Hmmmm,lets wait and see
Posted by: davechilds 01 Oct 2009
Marketers Selling Ice to Eskimos
That's what marketers do. They have no other function nor do they have anything else to offer. They may be genius at selling & promoting but as for coming up with something useful to sell they have nothing on offer. A company needs a product that is based on progress & unless Intel decides to move to a higher plane, in other words die, they need to be developing, using engineers to develop something whether out there or focused, then have the marketeers promote the product & not the other way around.
Posted by: Rex Alfie Lee 01 Oct 2009
Engineering focus
If it really is lost, thats trouble. Remember what happened last time Intel let the marketroids design something? Netburst. Nuff said.

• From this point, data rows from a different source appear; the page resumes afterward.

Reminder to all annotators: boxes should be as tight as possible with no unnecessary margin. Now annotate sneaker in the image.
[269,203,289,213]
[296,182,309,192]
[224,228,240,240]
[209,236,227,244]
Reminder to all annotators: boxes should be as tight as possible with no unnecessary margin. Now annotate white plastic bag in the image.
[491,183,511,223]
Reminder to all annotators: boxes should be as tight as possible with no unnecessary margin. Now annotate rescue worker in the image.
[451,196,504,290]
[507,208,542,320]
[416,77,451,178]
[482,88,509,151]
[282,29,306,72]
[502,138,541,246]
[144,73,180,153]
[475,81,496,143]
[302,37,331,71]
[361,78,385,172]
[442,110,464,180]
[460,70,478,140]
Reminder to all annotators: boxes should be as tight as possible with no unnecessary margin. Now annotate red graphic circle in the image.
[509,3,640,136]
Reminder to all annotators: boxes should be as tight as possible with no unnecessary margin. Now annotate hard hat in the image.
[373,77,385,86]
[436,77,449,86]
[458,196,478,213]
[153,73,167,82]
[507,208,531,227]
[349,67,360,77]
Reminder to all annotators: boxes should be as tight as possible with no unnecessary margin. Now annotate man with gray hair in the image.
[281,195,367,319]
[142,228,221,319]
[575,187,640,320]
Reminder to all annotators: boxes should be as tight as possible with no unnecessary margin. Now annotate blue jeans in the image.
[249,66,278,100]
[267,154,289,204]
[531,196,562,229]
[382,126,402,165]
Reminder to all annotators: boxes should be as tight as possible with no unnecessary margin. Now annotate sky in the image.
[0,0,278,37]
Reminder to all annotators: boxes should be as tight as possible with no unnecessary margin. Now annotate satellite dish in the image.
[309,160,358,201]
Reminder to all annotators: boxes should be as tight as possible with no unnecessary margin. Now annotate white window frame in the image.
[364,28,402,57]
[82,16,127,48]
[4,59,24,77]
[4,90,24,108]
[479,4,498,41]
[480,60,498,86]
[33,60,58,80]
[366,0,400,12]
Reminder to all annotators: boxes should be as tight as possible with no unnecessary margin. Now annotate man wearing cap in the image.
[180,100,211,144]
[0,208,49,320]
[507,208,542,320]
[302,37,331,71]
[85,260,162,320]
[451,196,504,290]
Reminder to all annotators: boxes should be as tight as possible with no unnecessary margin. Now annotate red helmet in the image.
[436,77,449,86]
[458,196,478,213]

Posted by: Anonymous Coward 28 Sep 2009
Nothing Against Fibre but Copper is used for 10G ethernet and 1.3b HDMI
So while I like the idea of the bandwidth of fibre, copper still has a way to go before hitting the wall. And like the commenter before me Intel was also responsible for NetBurst and the P4. It was only after AMD was taking share did they revisit the PentiumPro on new silicon. The P4 was cycle for cycle slower than the PIII. Then there is RAMBUS, Intel was force feeding the first P4 buyers with RAMBUS Memory. And finally there was Intels stance on a 64bit x86 CPU, they said they were just not going to do it. Rather if you wanted to go 64bit then you had to purchase their Itanic platform. Until once again AMD started taking share away from them when they introduced the Athlon64. Intel has been doing more catching up and copying via their cross-license agreement with AMD so now we have the Core i5 and i7 and Intel finally got rid of that bottleneck Hub ICH of theirs.